The music has the stress level of ’70s Burt Bacharach film scores, which is to say intentionally low; the apparent complication of a Patrice Rushen track, which is to say hardly none; and the sweet-harmonic appetite of Philly Soul, which is to say high. Packaged, as are most Naked releases, Emanuelle-like, with super softcore color cartoons of sensuous women hosting the dance music inside, these releases are the other side of the world from the sonic dancefloor laboratories of prog-trance. Although the Nude Tempo One set has its Latin flourishes that flower in a track like Batidos’s “Tengo Sed (Ron Trent Dub Mix),” more typical is something like Louis Benedetti featuring David Ruffin Jr.’s “Show You My Love (Dub).” It’s old-school vocal-group soul and groove riding and hot-tub jazz all seamlessly and subtly aligned to produce an all-mixed-up integration of motion, motion, and more motion.
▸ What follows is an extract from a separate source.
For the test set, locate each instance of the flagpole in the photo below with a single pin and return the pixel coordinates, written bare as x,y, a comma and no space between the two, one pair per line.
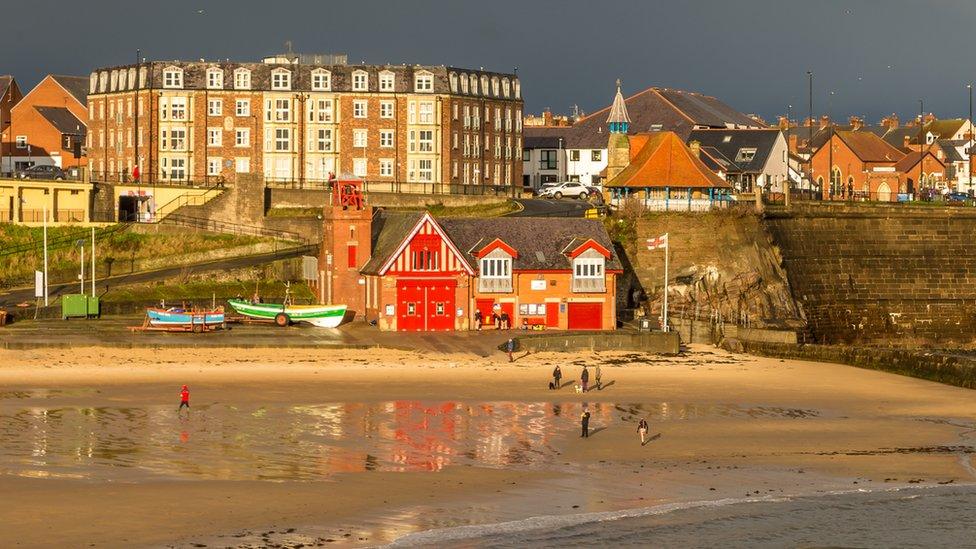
667,254
45,254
But sometimes a lifestyle is just what exists in people’s heads. Indie rockers rarely master dance music, but for Rinôçérôse—Jean-Philippe Freu and Patrice “Patou” Carrie, husband and wife from Montpellier, France—the move from brainy crunch to brainy luxe seems no more prohibitive than the couple’s professional standing as psychology professors; it’s as though, for Freu and Carrie, all music was meant to evolve into witty and expansive, inevitably loquacious, seriously guitar-accented disco. On Music Kills Me (V2), the even more fluent successor to their impressive 1999 Installation Sonore debut, Rinôçérôse lead with a tune (“Le Rock Summer”) so string-laden and melodic—so disco-mad—that only the dance-crazed French, right now, might have assembled it this adamantly. Turns out, that’s the overstated overture to their chewy Moby-blues, reimagined TV themes, kinetic Africanisms, and uncanny Womack & Womack soul. All of which are, for Rinôçérôse and so much current dance music, less problems to be solved than pleasure to be heard.